Here, the preliminary process may include any one of exposure amount adjustment, black frame detection, magnification setting, image inclination correction, and the like (claim 2).

[Brief description of drawings]

FIG. 1 is a diagram showing a usage state of an embodiment of the present invention.

FIG. 2 is a perspective view of a scanner used here.

FIG. 3 is a side view of the same main part.

FIG. 4 is a perspective view showing a line sensor driving unit.

FIG. 5 is a block diagram showing a control system.

[Fig. 6] Flow chart of overall operation

[Fig. 7] Operation flow chart of preliminary scan

[Fig. 8] Operation flow chart of main scan

[Explanation of symbols]

 10 computer main body 12 CRT display device as an example of output means 18 scanner 20 printer 24 cartridge 26 microfilm 52 light source part 54 lamp 64 line sensor drive part 66 projection lens 88 stepping motor for line sensor feeding 96 CCD line sensor 100 CPU 102 Search Control Means 108 Scan Control Means 112 Black Frame Detection Means 114 Tilt Detection Means 116 Tilt Correction Means 118 Image Processing Means 119 Image Memory 120 Image Magnification Setting Means 122 Light Quantity Adjusting Means 124 Blip Position Correcting Means 126 Printers as Output Means

Claims (2)

[Claims] 1. A scanner for retrieving a target frame from a microfilm and reading the image by an image sensor,
In a method of controlling a microfilm reader including this read image output means, the image read by the scanner is subjected to predetermined image processing and then stored in a memory, while the contents of this memory are output to the output means.

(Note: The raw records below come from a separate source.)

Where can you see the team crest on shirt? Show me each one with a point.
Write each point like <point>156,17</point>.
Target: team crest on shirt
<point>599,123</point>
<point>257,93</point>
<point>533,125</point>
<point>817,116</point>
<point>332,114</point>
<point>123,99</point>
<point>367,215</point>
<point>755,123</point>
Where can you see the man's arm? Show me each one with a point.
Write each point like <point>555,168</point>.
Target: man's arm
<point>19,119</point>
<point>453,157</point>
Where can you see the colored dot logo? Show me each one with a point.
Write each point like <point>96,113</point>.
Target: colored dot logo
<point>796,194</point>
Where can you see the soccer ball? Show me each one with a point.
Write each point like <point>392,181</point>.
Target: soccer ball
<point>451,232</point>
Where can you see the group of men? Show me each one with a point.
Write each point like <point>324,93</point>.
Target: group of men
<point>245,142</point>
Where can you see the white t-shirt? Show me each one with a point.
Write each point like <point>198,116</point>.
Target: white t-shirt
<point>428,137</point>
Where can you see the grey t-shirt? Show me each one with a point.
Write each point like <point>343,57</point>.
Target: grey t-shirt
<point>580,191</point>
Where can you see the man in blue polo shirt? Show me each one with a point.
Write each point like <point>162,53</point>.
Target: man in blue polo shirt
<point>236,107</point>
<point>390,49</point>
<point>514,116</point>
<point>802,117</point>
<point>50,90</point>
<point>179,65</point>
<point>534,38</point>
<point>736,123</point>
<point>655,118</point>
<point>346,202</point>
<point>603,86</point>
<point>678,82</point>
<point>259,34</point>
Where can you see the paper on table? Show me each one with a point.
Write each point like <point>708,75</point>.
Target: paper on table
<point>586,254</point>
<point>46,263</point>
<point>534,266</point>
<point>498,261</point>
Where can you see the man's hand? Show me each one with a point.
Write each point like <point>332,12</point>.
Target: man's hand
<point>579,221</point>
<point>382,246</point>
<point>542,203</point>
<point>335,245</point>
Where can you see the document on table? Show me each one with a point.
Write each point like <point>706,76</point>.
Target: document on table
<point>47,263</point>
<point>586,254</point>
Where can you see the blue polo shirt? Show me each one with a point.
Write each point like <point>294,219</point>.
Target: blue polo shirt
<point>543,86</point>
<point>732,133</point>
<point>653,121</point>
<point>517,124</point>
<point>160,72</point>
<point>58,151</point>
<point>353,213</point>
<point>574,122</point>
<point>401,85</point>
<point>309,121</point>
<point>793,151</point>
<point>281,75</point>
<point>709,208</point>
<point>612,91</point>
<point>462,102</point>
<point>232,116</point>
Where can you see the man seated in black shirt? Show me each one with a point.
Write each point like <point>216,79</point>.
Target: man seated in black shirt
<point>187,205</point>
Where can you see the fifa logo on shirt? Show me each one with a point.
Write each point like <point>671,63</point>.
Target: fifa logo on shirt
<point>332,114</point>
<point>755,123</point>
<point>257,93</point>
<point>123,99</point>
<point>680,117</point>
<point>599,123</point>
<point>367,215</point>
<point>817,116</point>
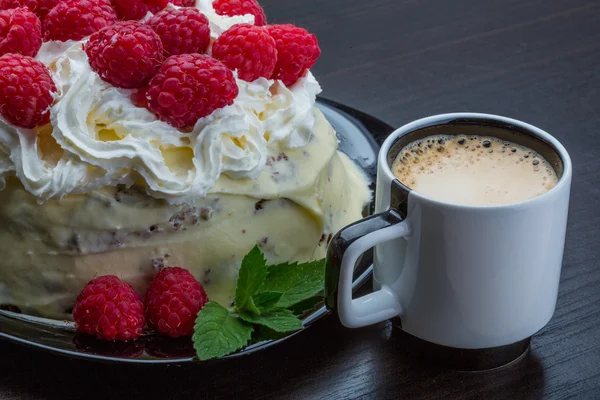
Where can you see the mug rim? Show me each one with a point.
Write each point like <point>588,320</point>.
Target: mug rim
<point>441,119</point>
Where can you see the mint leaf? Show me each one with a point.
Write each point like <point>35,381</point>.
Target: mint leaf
<point>251,276</point>
<point>218,333</point>
<point>304,306</point>
<point>266,300</point>
<point>279,320</point>
<point>297,282</point>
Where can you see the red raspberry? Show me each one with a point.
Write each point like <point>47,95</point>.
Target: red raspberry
<point>173,300</point>
<point>188,87</point>
<point>39,7</point>
<point>25,91</point>
<point>184,3</point>
<point>137,9</point>
<point>182,31</point>
<point>110,309</point>
<point>20,32</point>
<point>297,51</point>
<point>241,7</point>
<point>126,54</point>
<point>249,49</point>
<point>76,19</point>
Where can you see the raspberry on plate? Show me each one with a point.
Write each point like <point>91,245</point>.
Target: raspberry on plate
<point>184,3</point>
<point>248,49</point>
<point>39,7</point>
<point>137,9</point>
<point>126,54</point>
<point>182,30</point>
<point>241,7</point>
<point>173,301</point>
<point>110,309</point>
<point>76,19</point>
<point>26,91</point>
<point>188,87</point>
<point>297,51</point>
<point>20,32</point>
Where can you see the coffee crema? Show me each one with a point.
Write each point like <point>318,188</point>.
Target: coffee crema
<point>473,170</point>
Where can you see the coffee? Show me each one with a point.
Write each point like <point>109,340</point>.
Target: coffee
<point>473,170</point>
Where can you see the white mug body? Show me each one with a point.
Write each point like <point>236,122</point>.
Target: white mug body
<point>468,277</point>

A method of controlling a microfilm reader, characterized by performing a preliminary process for retrieving a next target frame and reading an image of the target frame while the same. 2. The method of controlling a microfilm reader according to claim 1, wherein the preliminary processing includes any one of adjustment of an exposure amount for an image of a target frame, detection of a black frame, setting of magnification, and correction of inclination of an image.